La SASU LEASECOM est spécialisée dans la location financière pour le financement des équipements des entreprises et des commerçants. Elle est domiciliée à [Localité 4].
Pour financer cet investissement, MLR conclut le 25 avril 2019 un contrat de location n° 219L116249 avec la société JDC, auquel LEASECOM intervient en qualité de cessionnaire, d’une durée de 36 mois, moyennant des loyers mensuels de 200,40€ TTC, à compter du 1 er juin 2019.
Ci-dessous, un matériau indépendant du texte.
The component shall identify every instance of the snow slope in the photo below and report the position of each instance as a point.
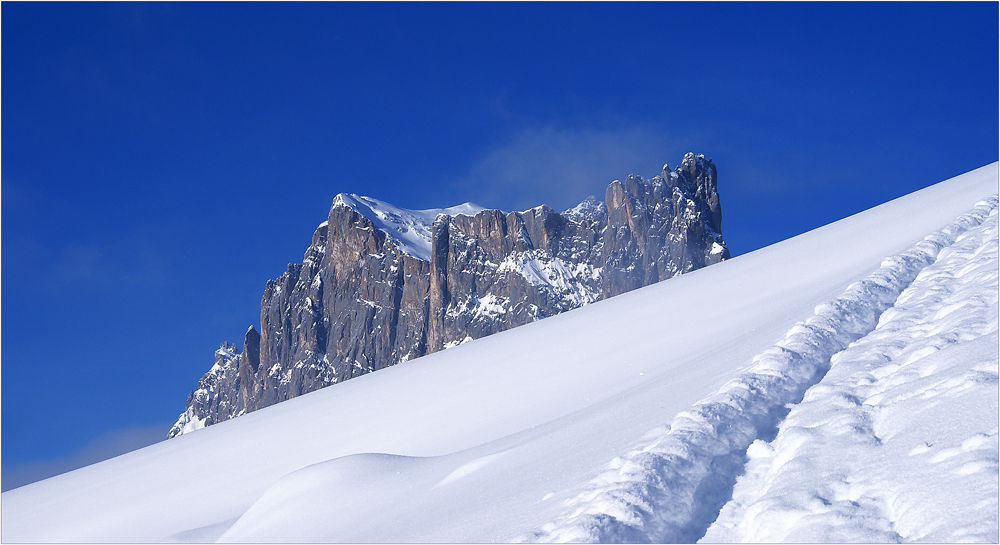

Le matériel fait l’objet d’un PV de livraison daté du 24 mai 2019, et d’une facture n° 990167240 émise le 30 avril 2019 par la société JDC (étrangère à la cause), pour un montant de 5.719,18€ TTC.
Le 22 avril 2020, MLR dépose plainte pour vol du matériel et en informe LEASECOM le 27 mai.
JDC propose un « devis pour remplacement matériel suite sinistre vol du 22/04/2020 », signé le 25 mai 2020 par le gérant de MLR.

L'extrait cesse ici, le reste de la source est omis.